O Centro Europeu de Previsões Meteorológicas de Médio Prazo (ECMWF) alertou que o mundo pode enfrentar o El Niño mais forte já registrado. As projeções da instituição indicam um evento climático de intensidade extrema, com potencial para intensificar secas, enchentes, ondas de calor e outros eventos extremos em diferentes partes do planeta nos próximos meses.

Especialistas explicam os impactos do El Niño no clima global

Para Tim Stockdale, pesquisador do ECMWF que acompanha o El Niño há cerca de 30 anos, um cenário contrário seria uma grande surpresa diante das projeções atuais.

Stockdale, explica que os modelos climáticos nunca apresentaram um sinal tão consistente para um El Niño de intensidade extrema. Segundo ele, seria "uma surpresa muito, muito grande" se o fenômeno não se confirmasse como o mais intenso já registrado.

Segundo a revista alemã Der Spiegel, o meteorologista Ben Noll destacou que os novos dados do ECMWF projetam um aquecimento de até 3,9°C durante o pico do fenômeno climático, previsto para dezembro.
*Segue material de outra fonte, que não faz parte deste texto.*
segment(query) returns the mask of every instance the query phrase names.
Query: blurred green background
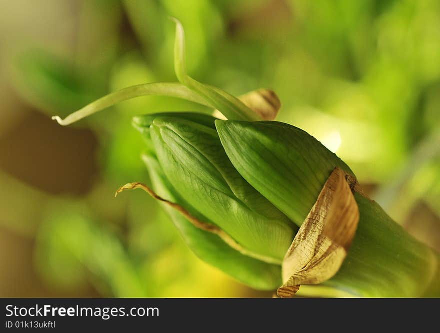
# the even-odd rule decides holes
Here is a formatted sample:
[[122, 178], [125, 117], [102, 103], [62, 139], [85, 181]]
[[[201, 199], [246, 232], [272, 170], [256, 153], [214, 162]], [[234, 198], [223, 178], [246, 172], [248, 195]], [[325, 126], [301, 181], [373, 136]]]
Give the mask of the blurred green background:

Caso a previsão se confirme, o fenômeno poderá se tornar o mais forte da história dos registros.

Confira a animação




Como o El Niño afeta o clima 

O El Niño ocorre, em média, a cada dois a sete anos e costuma durar cerca de 12 meses. Durante esse período, o aquecimento anormal das águas do Oceano Pacífico libera mais calor para a atmosfera, alterando a circulação dos ventos e os padrões climáticos em diversas partes do planeta.

Essas mudanças podem provocar chuvas acima da média em regiões da África e da América do Sul, ao mesmo tempo em que favorecem períodos de seca na Austrália, na Indonésia e em outras áreas do Pacífico. Os impactos variam de acordo com a intensidade do fenômeno e as características climáticas de cada região.

Somado ao aquecimento global provocado pelas atividades humanas, o último El Niño contribuiu para elevar as temperaturas médias do planeta. Como resultado, 2023 foi o segundo ano mais quente já registrado e 2024 estabeleceu um novo recorde de temperatura desde o início das medições meteorológicas.

Calor recorde reforça alerta para os próximos anos

Os oceanos do planeta já registram temperaturas recordes e continuam aquecendo antes mesmo de o fenômeno atingir seu pico. Para os especialistas, esse cenário amplia o risco de eventos climáticos extremos e reforça os efeitos do aquecimento global em diferentes regiões.

Se as projeções do ECMWF se confirmarem, a combinação entre esse episódio e as mudanças climáticas provocadas pela ação humana poderá fazer de 2027 o ano mais quente desde o início dos registros meteorológicos.

O efeitos serão significativos com chuvas intensas, altas temperaturas, além da ocorrência de secas e inundações em diversas partes do mundo.